Tour: Underway at the striking of the 8:00 bell and rolled up to the gite door at 4:15, with about an hour of mid-day halts. It was good walking the first two hours, over an old Roman road as far as La Peche. This is still karst country, with limestone underpinning the thin soil, and scrubby oak forest, occasional sheep, no views, no farms, no towns, no reason for being here except passing through. The hunters were after pheasant though (saw one on the wing, quite large). I know this distance is longer than I am comfortable with, but it is the last walking day, so it does no harm if my feet are still sore tomorrow. We passed several lodging options on the way in, but I expect those work only if there is a Francophone in the party (small places well away from towns). La Peche at midday was the only other viable stop. This entire stretch (Cajarc to Cahors) is utterly pointless on the GR65; I would encourage any pilgrims following to explore other options. There is the towpath route along the Lot, or the variants through the Ceile valley, or via Rocamador, or via Lalabenque. The last hour of walking is brutal; too long and a very steep descent into town. I am very glad for the cheerful companionship of my Quebecois friend, who keeps me going.

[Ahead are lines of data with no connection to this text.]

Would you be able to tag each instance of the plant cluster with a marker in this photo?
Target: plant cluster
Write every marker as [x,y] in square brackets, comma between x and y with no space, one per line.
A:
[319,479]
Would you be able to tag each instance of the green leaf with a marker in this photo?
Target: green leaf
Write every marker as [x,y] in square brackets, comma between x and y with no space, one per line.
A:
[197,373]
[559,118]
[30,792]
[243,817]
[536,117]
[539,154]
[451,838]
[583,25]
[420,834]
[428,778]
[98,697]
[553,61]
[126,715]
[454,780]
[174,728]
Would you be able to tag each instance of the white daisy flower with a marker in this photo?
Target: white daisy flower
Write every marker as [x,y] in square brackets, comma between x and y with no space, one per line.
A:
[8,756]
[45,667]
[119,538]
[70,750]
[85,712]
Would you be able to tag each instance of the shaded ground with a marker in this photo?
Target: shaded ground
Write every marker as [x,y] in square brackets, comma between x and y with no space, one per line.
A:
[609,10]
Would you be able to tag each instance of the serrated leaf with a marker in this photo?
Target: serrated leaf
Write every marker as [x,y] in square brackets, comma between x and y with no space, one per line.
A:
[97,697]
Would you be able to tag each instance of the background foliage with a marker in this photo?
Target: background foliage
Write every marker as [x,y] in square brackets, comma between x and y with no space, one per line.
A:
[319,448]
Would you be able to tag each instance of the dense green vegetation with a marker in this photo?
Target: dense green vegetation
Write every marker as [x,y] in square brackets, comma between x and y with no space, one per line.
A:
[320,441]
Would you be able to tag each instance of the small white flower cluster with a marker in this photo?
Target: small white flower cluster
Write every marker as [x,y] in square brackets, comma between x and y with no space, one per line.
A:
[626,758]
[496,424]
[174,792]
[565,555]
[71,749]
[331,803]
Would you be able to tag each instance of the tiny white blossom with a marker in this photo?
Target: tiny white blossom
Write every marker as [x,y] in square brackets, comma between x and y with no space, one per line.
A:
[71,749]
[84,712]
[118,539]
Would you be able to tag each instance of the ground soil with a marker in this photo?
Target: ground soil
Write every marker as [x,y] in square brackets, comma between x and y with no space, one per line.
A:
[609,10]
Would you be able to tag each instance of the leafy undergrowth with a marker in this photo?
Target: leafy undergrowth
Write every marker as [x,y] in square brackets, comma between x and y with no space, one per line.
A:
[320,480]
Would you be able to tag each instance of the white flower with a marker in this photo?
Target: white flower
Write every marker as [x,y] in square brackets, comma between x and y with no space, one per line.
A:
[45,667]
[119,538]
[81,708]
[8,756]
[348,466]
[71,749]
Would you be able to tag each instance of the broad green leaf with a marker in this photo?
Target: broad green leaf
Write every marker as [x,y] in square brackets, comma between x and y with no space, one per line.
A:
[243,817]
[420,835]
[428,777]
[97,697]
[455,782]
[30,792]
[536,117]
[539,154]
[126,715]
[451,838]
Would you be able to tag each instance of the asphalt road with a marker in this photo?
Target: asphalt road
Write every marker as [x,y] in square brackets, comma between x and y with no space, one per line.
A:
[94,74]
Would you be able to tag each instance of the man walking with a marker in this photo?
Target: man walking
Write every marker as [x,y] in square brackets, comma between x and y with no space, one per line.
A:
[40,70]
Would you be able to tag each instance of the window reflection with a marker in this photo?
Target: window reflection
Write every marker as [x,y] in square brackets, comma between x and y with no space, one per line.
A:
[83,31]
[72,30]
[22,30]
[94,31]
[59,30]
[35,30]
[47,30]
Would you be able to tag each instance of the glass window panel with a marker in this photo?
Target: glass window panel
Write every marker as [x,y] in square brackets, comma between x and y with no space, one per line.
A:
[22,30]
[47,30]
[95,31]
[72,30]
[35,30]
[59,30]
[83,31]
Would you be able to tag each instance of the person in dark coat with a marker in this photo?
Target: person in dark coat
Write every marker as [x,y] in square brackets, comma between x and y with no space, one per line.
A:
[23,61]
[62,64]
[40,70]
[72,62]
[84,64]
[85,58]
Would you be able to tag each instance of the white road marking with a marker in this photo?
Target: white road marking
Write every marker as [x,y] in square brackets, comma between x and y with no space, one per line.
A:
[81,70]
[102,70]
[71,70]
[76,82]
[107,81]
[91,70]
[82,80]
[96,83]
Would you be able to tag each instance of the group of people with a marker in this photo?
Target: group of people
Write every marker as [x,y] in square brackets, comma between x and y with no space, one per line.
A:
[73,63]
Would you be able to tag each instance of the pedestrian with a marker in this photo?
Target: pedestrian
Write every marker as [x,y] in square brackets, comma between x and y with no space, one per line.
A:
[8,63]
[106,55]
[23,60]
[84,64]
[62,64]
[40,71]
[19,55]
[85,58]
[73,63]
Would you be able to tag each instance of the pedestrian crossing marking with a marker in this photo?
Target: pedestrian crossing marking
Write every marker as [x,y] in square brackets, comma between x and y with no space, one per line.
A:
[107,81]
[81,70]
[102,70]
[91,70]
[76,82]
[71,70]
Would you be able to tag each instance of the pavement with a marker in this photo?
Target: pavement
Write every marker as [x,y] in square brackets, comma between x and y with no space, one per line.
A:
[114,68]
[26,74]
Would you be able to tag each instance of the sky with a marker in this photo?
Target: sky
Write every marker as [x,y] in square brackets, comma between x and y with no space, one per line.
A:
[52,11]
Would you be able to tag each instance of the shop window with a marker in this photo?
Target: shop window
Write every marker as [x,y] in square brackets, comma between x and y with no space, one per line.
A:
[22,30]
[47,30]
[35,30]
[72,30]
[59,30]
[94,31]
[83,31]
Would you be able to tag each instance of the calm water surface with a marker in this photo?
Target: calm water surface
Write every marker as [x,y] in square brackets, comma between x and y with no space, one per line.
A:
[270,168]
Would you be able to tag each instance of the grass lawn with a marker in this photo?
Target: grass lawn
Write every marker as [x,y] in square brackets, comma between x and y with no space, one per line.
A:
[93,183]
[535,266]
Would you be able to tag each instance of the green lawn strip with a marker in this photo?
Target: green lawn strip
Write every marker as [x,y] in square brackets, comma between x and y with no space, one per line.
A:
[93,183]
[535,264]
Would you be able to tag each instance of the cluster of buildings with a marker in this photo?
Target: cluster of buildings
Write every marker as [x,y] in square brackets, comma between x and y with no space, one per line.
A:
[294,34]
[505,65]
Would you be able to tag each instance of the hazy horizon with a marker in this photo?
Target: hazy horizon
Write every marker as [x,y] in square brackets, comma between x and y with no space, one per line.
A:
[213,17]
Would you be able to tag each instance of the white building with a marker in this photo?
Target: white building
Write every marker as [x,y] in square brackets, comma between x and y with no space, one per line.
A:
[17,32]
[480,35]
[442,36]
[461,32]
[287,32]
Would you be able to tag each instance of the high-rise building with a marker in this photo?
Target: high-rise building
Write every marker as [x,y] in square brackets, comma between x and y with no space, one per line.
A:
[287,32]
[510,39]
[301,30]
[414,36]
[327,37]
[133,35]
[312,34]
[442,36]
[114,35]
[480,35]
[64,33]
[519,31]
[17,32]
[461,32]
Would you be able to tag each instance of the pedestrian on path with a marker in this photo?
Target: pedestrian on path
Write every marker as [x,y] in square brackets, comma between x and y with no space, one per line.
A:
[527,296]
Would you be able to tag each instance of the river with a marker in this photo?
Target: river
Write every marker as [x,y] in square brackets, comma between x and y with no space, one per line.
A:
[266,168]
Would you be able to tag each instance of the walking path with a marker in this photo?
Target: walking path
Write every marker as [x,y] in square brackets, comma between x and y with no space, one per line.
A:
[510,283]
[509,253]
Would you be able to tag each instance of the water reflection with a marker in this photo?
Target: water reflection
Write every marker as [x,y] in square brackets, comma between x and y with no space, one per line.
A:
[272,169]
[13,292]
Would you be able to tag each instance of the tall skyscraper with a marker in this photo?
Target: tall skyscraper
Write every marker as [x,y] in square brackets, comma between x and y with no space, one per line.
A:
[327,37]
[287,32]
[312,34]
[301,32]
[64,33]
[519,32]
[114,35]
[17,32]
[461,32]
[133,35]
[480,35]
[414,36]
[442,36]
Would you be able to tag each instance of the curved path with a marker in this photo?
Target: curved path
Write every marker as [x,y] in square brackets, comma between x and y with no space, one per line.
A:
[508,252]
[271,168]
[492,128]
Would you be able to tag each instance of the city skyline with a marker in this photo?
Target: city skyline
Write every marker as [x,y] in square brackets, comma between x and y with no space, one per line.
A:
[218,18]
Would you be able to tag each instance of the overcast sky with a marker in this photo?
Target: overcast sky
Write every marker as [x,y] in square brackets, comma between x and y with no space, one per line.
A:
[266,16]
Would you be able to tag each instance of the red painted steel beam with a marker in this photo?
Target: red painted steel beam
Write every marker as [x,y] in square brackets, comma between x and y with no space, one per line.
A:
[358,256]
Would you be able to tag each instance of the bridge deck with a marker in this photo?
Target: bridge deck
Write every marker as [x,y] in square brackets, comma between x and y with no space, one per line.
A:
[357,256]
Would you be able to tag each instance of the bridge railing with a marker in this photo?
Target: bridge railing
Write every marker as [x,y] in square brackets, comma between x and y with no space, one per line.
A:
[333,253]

Lodging: La Maison des Pelerins
Cuisine: The lodging in Cahors (Maison des Pelerins) is spacious and very clean, but this is Sunday night, and the nearest open eatery is a 30-minute walk one-way. My feet are too sore and I am too exhausted to think twice about this. So I make a meal off the last of the grocery provisions: tinned tuna, a carot, and some Babybels. It is very important to identify eating arrangements when making lodging reservations.